Hourly Interstate 94 Westbound traffic volume for MN DoT ATR station 301, roughly midway between Minneapolis and St Paul, MN. Hourly weather features and holidays included for impacts on traffic volume.

https://archive.ics.uci.edu/ml/datasets/Metro+Interstate+Traffic+Volume

Let’s load the dataset and have a look at it.

import time
sys_start = time.time()
import pandas as pd
import numpy as np
import seaborn as sns
import pickle
import matplotlib.pyplot as plt
%matplotlib inline

# not gentlemen-like but it helps to keep the notebook clean ;)
import warnings
warnings.simplefilter('ignore')


from sklearn.model_selection import StratifiedKFold
from sklearn.preprocessing import MaxAbsScaler
from sklearn.model_selection import GridSearchCV, train_test_split
from sklearn.linear_model import LinearRegression, BayesianRidge
from sklearn.svm import SVR
from sklearn.tree import DecisionTreeRegressor
from sklearn.ensemble import RandomForestRegressor
from skgarden import MondrianForestRegressor
from sklearn.model_selection import GridSearchCV
from sklearn.metrics import r2_score, mean_squared_error, make_scorer, mean_absolute_error, median_absolute_error
import xgboost


input_data = pd.read_csv("./data/Metro_Interstate_Traffic_Volume.csv")
display(input_data.sample(10))
holiday temp rain_1h snow_1h clouds_all weather_main weather_description date_time traffic_volume
4457 None 268.730 0.00 0.0 1 Clear sky is clear 2013-03-22 14:00:00 5807
31822 None 279.220 0.00 0.0 90 Clouds overcast clouds 2017-03-17 13:00:00 5857
46859 None 293.550 0.00 0.0 90 Rain heavy intensity rain 2018-08-20 08:00:00 5349
31249 None 272.950 0.00 0.0 90 Clouds overcast clouds 2017-02-23 17:00:00 6257
12900 None 278.970 0.00 0.0 20 Clouds few clouds 2014-03-14 00:00:00 673
31078 None 269.979 0.00 0.0 0 Clear Sky is Clear 2017-02-17 05:00:00 2577
26327 None 292.150 10.16 0.0 90 Rain heavy intensity rain 2016-09-05 04:00:00 278
33307 None 283.260 0.00 0.0 75 Clouds broken clouds 2017-05-02 12:00:00 4693
32796 None 281.890 0.00 0.0 1 Clear sky is clear 2017-04-18 00:00:00 596
20656 None 255.510 0.00 0.0 90 Haze haze 2016-01-16 12:00:00 4601

We have to create a few categorical features here:

#categorical encoding
input_data['holiday'] = pd.Categorical(input_data['holiday']).codes
input_data['weather_main'] = pd.Categorical(input_data['weather_main']).codes
input_data['weather_description'] = pd.Categorical(input_data['weather_description']).codes
input_data['year'] = input_data['date_time'].map(lambda x: int(x.split(" ")[0].split("-")[0]))
input_data['month'] = input_data['date_time'].map(lambda x: int(x.split(" ")[0].split("-")[1]))
input_data['day'] = input_data['date_time'].map(lambda x: int(x.split(" ")[0].split("-")[2]))
input_data['hour'] = input_data['date_time'].map(lambda x: int(x.split(" ")[1].split(":")[0]))
input_data.drop(['date_time'], axis=1, inplace=True)

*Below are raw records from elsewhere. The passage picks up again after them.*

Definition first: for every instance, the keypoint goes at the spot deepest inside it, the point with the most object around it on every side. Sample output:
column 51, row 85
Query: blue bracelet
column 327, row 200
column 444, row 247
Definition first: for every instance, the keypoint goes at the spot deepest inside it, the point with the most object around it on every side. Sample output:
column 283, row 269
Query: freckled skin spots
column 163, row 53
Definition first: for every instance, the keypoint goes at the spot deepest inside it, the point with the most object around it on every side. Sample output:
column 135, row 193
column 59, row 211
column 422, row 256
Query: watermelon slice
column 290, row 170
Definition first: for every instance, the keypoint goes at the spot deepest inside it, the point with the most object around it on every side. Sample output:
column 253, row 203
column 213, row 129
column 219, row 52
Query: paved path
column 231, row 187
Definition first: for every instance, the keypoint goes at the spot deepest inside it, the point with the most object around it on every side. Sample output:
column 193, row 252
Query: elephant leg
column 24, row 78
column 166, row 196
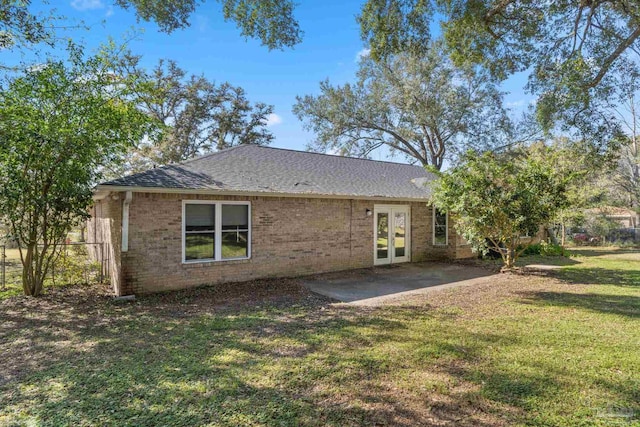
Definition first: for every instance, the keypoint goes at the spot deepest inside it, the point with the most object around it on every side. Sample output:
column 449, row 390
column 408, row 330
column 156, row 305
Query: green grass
column 516, row 350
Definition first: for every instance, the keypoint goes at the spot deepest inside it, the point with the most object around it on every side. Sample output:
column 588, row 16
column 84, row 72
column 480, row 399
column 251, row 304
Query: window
column 215, row 231
column 440, row 237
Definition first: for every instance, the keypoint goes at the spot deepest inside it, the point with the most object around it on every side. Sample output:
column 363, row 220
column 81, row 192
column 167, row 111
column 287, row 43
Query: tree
column 625, row 181
column 497, row 199
column 422, row 107
column 582, row 168
column 59, row 124
column 576, row 51
column 197, row 115
column 272, row 21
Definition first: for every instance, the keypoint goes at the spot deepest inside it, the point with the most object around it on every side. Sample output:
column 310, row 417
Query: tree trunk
column 32, row 280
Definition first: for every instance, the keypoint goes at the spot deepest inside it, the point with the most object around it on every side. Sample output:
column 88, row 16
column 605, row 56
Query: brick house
column 252, row 212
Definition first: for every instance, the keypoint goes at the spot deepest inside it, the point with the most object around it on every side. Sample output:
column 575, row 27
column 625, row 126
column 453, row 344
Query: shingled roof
column 256, row 169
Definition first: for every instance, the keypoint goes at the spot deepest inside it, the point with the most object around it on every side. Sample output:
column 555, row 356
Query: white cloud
column 273, row 119
column 362, row 53
column 87, row 4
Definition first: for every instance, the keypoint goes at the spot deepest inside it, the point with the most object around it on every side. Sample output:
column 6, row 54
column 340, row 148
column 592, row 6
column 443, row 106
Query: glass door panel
column 382, row 235
column 400, row 233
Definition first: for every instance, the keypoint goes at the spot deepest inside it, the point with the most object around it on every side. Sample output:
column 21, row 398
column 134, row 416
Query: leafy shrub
column 73, row 266
column 533, row 249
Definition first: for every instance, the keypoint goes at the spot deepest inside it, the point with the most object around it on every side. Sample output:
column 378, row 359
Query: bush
column 73, row 266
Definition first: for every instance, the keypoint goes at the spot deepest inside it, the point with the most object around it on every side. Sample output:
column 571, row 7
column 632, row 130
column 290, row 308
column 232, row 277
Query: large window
column 215, row 231
column 439, row 227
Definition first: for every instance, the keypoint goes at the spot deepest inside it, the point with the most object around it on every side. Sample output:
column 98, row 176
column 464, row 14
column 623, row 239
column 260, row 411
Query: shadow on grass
column 142, row 364
column 594, row 251
column 175, row 360
column 624, row 305
column 599, row 276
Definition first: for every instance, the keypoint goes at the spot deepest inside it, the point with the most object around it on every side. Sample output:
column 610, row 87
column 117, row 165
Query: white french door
column 391, row 234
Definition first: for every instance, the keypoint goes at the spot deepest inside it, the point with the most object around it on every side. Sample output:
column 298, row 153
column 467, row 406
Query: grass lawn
column 515, row 350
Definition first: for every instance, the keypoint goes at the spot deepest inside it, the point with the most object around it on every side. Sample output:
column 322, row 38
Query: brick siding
column 289, row 237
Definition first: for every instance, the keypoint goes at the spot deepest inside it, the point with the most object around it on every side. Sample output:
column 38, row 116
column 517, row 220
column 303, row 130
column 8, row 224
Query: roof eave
column 103, row 190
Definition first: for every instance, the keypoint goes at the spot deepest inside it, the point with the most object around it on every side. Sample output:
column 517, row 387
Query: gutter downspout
column 125, row 220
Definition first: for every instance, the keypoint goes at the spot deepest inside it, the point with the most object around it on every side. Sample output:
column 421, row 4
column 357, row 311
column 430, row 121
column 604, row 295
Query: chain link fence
column 74, row 263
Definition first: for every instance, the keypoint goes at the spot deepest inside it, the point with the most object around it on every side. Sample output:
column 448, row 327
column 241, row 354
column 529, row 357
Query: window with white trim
column 215, row 231
column 440, row 235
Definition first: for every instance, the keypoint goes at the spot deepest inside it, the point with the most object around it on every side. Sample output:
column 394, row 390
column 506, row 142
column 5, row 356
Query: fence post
column 3, row 256
column 101, row 246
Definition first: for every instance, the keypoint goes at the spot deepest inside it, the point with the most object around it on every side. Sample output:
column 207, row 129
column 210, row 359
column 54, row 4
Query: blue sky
column 214, row 48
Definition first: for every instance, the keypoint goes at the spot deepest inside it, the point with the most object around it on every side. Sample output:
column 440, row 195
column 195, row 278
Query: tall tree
column 498, row 198
column 271, row 21
column 422, row 107
column 60, row 123
column 575, row 50
column 198, row 116
column 626, row 178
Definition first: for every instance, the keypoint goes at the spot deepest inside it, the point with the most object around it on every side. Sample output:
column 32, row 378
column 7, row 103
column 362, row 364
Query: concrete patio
column 379, row 285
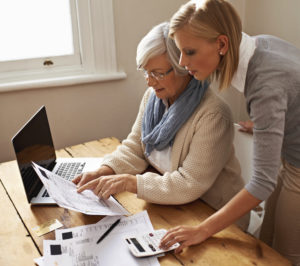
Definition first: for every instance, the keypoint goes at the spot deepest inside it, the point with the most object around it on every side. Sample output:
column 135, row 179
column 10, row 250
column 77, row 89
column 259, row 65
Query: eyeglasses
column 156, row 75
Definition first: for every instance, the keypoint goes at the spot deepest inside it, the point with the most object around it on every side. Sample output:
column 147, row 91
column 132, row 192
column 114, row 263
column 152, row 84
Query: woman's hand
column 185, row 236
column 84, row 178
column 105, row 186
column 246, row 126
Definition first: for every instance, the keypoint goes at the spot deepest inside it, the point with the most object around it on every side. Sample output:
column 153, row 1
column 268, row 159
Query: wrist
column 131, row 184
column 105, row 170
column 206, row 231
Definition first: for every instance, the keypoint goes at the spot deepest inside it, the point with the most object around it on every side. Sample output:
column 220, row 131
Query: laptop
column 33, row 143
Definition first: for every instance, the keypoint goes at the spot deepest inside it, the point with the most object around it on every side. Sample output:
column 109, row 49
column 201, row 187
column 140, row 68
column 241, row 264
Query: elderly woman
column 182, row 129
column 267, row 70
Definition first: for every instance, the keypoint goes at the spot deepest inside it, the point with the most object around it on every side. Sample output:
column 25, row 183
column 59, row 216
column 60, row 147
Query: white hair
column 157, row 42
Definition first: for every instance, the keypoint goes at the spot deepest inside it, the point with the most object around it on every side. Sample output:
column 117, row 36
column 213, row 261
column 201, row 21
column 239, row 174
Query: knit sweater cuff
column 140, row 186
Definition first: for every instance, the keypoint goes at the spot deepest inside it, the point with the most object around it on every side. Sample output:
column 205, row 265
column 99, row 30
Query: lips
column 158, row 90
column 192, row 72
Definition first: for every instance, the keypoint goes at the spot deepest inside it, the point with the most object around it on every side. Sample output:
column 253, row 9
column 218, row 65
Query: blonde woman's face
column 199, row 56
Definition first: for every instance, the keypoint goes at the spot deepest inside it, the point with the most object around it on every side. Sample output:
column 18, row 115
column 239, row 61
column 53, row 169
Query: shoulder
column 213, row 106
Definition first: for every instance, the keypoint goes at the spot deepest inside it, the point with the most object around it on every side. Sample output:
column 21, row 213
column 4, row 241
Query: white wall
column 92, row 111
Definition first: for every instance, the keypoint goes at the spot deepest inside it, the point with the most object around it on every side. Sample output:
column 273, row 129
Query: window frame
column 96, row 43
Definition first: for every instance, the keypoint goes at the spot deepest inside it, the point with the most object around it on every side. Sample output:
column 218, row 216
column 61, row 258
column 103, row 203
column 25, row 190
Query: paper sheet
column 65, row 195
column 81, row 249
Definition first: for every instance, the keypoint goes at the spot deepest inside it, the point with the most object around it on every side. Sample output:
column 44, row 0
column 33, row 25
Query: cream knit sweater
column 203, row 161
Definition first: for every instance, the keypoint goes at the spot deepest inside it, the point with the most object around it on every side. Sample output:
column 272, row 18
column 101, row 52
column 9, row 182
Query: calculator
column 148, row 244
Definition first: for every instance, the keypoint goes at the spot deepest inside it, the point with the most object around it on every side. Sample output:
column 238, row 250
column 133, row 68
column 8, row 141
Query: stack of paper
column 65, row 195
column 77, row 246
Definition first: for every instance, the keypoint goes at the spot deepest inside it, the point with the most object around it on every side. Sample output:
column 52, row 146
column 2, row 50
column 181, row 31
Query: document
column 77, row 246
column 65, row 195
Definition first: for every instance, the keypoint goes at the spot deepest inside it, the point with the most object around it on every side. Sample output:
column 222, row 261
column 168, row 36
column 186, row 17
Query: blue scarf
column 159, row 127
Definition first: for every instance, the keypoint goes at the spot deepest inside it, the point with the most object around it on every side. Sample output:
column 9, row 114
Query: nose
column 183, row 60
column 151, row 81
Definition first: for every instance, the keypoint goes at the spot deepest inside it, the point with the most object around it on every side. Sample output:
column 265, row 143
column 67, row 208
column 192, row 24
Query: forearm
column 238, row 206
column 105, row 170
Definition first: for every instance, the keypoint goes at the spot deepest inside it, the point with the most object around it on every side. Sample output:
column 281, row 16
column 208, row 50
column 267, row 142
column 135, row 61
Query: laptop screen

display(input_data.sample(10))
holiday temp rain_1h snow_1h clouds_all weather_main weather_description traffic_volume year month day hour
10428 7 262.96 0.0 0.0 64 8 16 508 2013 12 5 0
34836 7 288.89 0.0 0.0 40 1 24 2042 2017 6 25 22
35513 7 292.28 0.0 0.0 20 3 5 6446 2017 7 20 7
30541 7 272.65 0.0 0.0 1 0 27 6054 2017 1 27 17
42067 7 274.79 0.0 0.0 90 8 15 3586 2018 3 5 10
19578 7 276.49 0.0 0.0 90 2 3 538 2015 11 19 0
26579 7 288.13 0.0 0.0 1 0 27 4405 2016 9 13 11
19624 7 265.84 0.0 0.0 40 1 24 299 2015 11 22 4
5113 7 271.15 0.0 0.0 90 8 10 459 2013 4 14 5
13139 7 265.16 0.0 0.0 20 1 4 903 2014 3 23 23

It’s time to visuazile the distribution of features.

Let’s throw a bunch of algorithms at it and see what happens ;).

So far we predicted traffic volume based on measurements/predictions for various environmental conditions. However, we could treat this as time series as well.

These results are not satisfactory. I have no intention for deeper investigation since I basically wanted to have a quick look at the dataset and ended with throwing my brute-force pipeline at it ;).